Sento gli occhi bruciare di nuovo, ma me ne rendo conto solo dopo aver iniziato a piangere. Mi copro di nuovo la faccia con le mani e mi rannicchio sulla panchina.

Cerco di asciugarmi la faccia senza scoprirmi il viso, ma riesco solo a bagnare la maglietta.

Odio il sapore delle lacrime. Non fa altro che sottolineare l'amarezza del momento in cui ti rigano il volto.

Mi stringo ancora di più. Non mi piace piangere di fronte agli altri. Soprattutto se sono persone che conosco.

Un gemito mi sfugge dalle labbra.

Cerco di respirare profondamente, ma peggioro soltanto le cose.

Sfrego la faccia contro le gambe, infradiciando anche i pantaloni. Alzo leggermente la testa e cerco di asciugarli, ma riesco solo a peggiorare la situazione.

"Sono un disastro" bisbiglio, la bocca impastata di lacrime e di parole.

Sento la mano di Alex sulla spalla.

"No, non lo sei" dice, accarezzandomi la schiena.

"Sicuro?" chiedo, sorridendo con il viso ancora contorto tra le lacrime.

"Sicuro" dice, prendendolo con l'altra mano e asciugandomi le guance.
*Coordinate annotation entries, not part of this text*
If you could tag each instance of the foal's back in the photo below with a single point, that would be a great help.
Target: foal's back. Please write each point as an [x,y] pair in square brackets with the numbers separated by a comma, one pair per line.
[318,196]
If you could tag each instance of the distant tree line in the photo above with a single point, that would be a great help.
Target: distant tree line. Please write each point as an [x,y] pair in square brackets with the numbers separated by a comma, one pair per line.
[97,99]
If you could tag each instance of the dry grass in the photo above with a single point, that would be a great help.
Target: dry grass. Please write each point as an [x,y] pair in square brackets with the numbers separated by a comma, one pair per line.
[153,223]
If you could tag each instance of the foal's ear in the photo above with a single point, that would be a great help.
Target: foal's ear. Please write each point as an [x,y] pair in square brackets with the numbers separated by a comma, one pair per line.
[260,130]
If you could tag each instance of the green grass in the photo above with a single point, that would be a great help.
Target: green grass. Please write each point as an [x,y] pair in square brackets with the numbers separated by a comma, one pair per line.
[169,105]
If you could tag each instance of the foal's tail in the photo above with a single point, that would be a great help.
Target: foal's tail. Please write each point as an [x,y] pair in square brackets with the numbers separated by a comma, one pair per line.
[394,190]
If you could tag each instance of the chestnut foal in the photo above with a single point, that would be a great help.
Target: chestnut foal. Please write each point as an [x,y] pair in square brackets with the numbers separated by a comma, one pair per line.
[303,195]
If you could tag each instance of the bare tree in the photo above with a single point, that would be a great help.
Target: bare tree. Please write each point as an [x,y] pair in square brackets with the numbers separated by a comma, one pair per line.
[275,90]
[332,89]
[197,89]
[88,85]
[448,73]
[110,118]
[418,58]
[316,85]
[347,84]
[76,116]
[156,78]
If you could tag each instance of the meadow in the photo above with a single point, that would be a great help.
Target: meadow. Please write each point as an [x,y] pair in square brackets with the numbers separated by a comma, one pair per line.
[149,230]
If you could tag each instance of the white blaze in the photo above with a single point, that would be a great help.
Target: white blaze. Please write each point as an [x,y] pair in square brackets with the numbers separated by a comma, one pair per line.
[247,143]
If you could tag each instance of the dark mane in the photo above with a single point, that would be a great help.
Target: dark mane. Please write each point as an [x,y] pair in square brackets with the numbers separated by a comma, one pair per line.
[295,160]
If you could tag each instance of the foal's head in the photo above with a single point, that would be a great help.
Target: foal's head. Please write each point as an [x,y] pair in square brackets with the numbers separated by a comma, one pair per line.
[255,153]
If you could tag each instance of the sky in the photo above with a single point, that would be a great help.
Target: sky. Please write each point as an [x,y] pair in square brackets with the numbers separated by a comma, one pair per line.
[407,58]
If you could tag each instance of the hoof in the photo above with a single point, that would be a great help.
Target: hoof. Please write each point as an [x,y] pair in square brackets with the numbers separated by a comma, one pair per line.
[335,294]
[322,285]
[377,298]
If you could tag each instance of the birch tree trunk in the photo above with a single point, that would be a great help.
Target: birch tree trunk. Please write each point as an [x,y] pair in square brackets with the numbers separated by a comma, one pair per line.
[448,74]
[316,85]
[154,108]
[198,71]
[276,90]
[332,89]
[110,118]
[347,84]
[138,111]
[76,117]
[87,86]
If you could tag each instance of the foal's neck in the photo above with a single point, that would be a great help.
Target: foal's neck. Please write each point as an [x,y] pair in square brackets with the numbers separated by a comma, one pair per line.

                                                                                              ***

Cammino lentamente, concentrandomi sul rumore che i passi di Alex fanno sull'asfalto. Mi sembra ancora di sentire gli occhi bruciare. 

"Allora - chiede Alex, girando la testa per guardarmi - Stai meglio?"
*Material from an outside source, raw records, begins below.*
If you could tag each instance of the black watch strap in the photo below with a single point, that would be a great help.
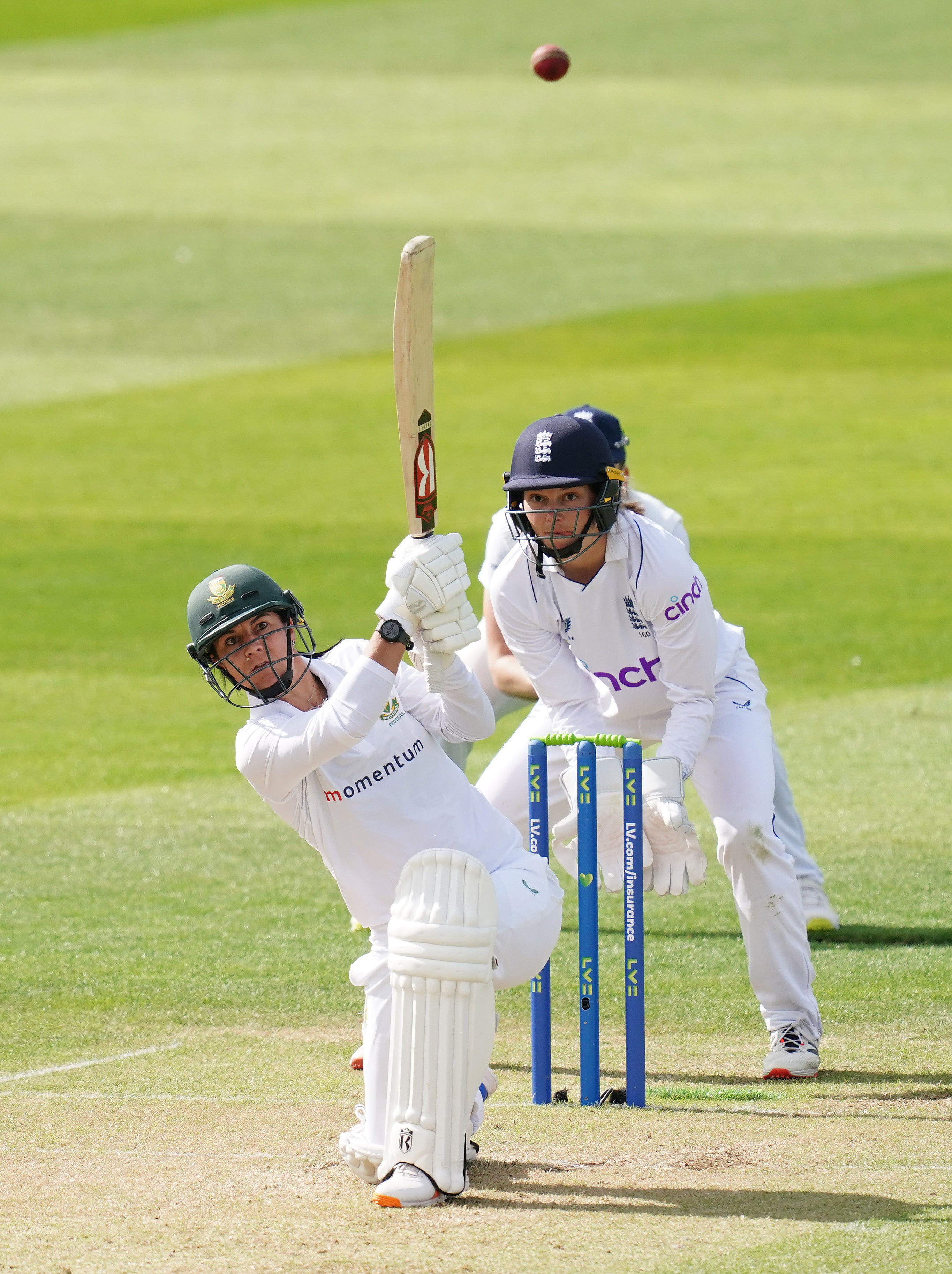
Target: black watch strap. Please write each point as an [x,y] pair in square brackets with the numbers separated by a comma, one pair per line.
[393,631]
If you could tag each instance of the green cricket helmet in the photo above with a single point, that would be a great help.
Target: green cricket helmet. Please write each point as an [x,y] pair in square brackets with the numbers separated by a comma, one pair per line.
[227,598]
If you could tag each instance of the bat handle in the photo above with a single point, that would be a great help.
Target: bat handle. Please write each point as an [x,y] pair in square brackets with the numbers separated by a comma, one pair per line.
[435,668]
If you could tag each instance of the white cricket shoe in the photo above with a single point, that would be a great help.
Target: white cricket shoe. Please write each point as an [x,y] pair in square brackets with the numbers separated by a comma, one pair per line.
[357,1152]
[407,1188]
[794,1053]
[817,910]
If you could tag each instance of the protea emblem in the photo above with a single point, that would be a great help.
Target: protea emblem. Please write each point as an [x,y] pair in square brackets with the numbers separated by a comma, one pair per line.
[221,593]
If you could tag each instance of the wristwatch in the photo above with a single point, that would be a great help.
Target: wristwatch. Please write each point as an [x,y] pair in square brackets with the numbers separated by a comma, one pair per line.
[392,631]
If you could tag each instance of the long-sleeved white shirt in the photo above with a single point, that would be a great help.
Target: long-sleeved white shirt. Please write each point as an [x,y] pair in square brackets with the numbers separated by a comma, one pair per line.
[638,652]
[364,779]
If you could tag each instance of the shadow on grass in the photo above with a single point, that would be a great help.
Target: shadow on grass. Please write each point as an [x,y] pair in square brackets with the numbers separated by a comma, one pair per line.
[878,935]
[848,935]
[817,1206]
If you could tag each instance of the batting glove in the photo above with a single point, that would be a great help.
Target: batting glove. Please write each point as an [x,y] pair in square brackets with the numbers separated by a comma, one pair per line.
[430,575]
[450,629]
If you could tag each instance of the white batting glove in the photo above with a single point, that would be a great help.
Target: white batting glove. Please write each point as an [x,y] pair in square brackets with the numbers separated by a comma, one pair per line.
[430,574]
[611,834]
[679,859]
[450,629]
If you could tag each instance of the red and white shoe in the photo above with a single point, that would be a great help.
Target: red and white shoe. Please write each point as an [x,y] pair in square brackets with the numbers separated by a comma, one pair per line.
[407,1188]
[794,1053]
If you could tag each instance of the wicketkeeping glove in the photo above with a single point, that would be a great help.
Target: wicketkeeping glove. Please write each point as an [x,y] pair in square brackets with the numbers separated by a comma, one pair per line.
[611,835]
[679,859]
[430,575]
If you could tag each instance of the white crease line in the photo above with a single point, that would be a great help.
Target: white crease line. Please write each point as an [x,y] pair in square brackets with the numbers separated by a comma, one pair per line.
[92,1062]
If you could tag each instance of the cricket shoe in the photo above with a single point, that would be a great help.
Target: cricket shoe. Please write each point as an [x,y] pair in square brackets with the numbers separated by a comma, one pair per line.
[408,1186]
[360,1155]
[817,910]
[794,1053]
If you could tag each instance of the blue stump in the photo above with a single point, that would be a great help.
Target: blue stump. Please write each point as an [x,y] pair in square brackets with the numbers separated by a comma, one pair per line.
[588,928]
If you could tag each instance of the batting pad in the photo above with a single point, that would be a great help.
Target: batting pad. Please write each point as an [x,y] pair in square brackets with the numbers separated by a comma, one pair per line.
[440,938]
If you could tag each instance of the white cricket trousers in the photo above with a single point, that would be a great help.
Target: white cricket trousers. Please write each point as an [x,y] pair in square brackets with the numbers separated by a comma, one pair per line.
[529,905]
[734,779]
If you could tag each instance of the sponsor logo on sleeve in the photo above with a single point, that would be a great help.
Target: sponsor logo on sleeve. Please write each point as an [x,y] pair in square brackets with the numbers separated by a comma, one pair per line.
[392,711]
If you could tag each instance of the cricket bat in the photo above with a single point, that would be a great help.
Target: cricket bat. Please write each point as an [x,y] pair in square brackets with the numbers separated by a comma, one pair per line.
[413,383]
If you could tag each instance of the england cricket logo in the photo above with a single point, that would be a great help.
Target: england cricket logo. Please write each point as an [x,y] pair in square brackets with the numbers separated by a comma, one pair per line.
[425,473]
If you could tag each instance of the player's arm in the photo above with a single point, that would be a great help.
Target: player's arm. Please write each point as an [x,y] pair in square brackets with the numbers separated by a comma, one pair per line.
[461,713]
[276,754]
[686,631]
[505,669]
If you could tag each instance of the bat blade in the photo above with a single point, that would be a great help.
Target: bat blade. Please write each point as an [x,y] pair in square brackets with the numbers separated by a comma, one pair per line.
[413,381]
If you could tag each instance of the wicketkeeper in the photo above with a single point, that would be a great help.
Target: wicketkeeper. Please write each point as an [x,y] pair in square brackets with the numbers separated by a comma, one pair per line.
[613,623]
[346,747]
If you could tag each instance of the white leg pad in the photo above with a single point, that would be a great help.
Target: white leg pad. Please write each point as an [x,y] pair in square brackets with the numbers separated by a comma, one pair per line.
[441,938]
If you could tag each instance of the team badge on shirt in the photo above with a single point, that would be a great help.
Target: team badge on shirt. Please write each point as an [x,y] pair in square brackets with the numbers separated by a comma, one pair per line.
[391,710]
[221,593]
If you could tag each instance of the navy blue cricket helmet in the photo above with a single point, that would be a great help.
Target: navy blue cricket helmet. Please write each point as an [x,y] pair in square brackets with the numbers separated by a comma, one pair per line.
[564,452]
[610,425]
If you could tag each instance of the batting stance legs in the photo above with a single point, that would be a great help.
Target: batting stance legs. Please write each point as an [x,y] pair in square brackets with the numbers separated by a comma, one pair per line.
[457,934]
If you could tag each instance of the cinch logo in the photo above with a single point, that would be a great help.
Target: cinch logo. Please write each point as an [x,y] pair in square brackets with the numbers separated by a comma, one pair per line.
[680,606]
[624,677]
[379,775]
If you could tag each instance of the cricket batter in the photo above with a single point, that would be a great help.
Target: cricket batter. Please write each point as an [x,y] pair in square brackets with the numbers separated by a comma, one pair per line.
[613,623]
[346,747]
[508,688]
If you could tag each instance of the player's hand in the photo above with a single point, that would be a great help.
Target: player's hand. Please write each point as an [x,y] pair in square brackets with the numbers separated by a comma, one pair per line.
[450,629]
[679,859]
[430,575]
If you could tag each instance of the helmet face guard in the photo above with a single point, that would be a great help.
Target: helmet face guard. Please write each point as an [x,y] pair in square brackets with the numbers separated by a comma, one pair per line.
[227,680]
[230,598]
[590,523]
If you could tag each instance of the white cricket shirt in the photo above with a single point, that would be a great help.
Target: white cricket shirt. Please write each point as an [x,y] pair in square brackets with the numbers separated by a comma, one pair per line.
[638,650]
[365,780]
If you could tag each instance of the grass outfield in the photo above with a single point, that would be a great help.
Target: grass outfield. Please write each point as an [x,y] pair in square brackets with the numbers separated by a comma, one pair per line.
[201,197]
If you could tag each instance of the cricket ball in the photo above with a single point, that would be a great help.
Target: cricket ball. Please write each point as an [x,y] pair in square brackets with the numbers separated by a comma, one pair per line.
[550,62]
"Diciamo pure di si. E tu, Brucaliffo, stai meglio?" chiedo sorridendo e ricambiando il suo sguardo.

Il suo viso si incupisce, ma mantiene comunque il sorriso sulle labbra, come se si aspettasse che dicessi una cosa del genere.

"Non mi credi ancora, vero?" domanda, gli occhi verdi più scuri del solito, come se qualcuno avesse deciso di spegnere la luce al loro interno.

"Solo perché sono scoppiata a piangere non significa che mi sia dimenticata l'assurdità che hai detto" rispondo, scuotendo la testa. Davvero credeva potessi scordarmene così in fretta?

"Ti posso assicurare che non è un'assurdità" sussurra, deluso.

Non è un'assurdità? E allora cos'è?

Ridacchio, poi mi fermo e cerco le parole giuste per parlare senza crollare di nuovo.

"Tu cosa penseresti se qualcuno ti venisse a dire che sei il Brucaliffo?" chiedo quindi, soddisfatta per aver trovato una frase per esprimere ciò che volevo dire.

"Probabilmente lo accompagnerei al manicomio più vicino" risponde, ridendo.

"Ecco, allora credo che farai meglio ad avere una spiegazione sensata se non vuoi finire a fargli compagnia" dico scherzando.

"Già, lo penso anche io" risponde, abbracciandomi e continuando a camminare.